Ne consegue che, a prescindere da ogni valutazione in ordine alle caratteristiche del manufatto ed alla destinazione urbanistica dell’area su cui lo stesso insiste, l’intervento edilizio realizzato dagli appellanti deve essere qualificato come “ di nuova costruzione ”, ai sensi e per gli effetti di cui all’art. 3 lett. e.6) del DPR n. 380/2001 (Testo Unico dell’Edilizia), con conseguente assoggettamento al regime concessorio e non di certo autorizzatorio, come preteso dagli appellanti.
Infatti, il richiamato art.3 del Testo Unico dell’Edilizia, anche se sopravvenuto nel 2001, ha fissato un limite oggettivo di natura quantitativa per l’individuazione in ambito edilizio degli interventi pertinenziali, che non può non fungere da parametro di riferimento anche per le fattispecie pregresse, avendo sostanzialmente positivizzato i consolidati principi giurisprudenziali da tempo formatisi in materia.

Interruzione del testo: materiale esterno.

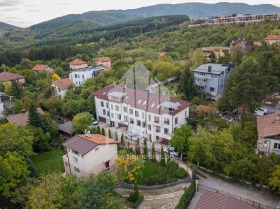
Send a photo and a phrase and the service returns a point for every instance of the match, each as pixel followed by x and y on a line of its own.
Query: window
pixel 166 121
pixel 156 119
pixel 77 170
pixel 276 145
pixel 75 159
pixel 158 129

In conclusione le opere in questione rientrano nel regime della concessione edilizia (oggi permesso di costruire) e, come tali, sono state correttamente sanzionate dall’Amministrazione comunale.
6. Per le ragioni esposte l’appello si appalesa infondato e, pertanto, da respingere.
7. Sussistono giusti motivi per compensare tra le parti le spese del presente grado di giudizio.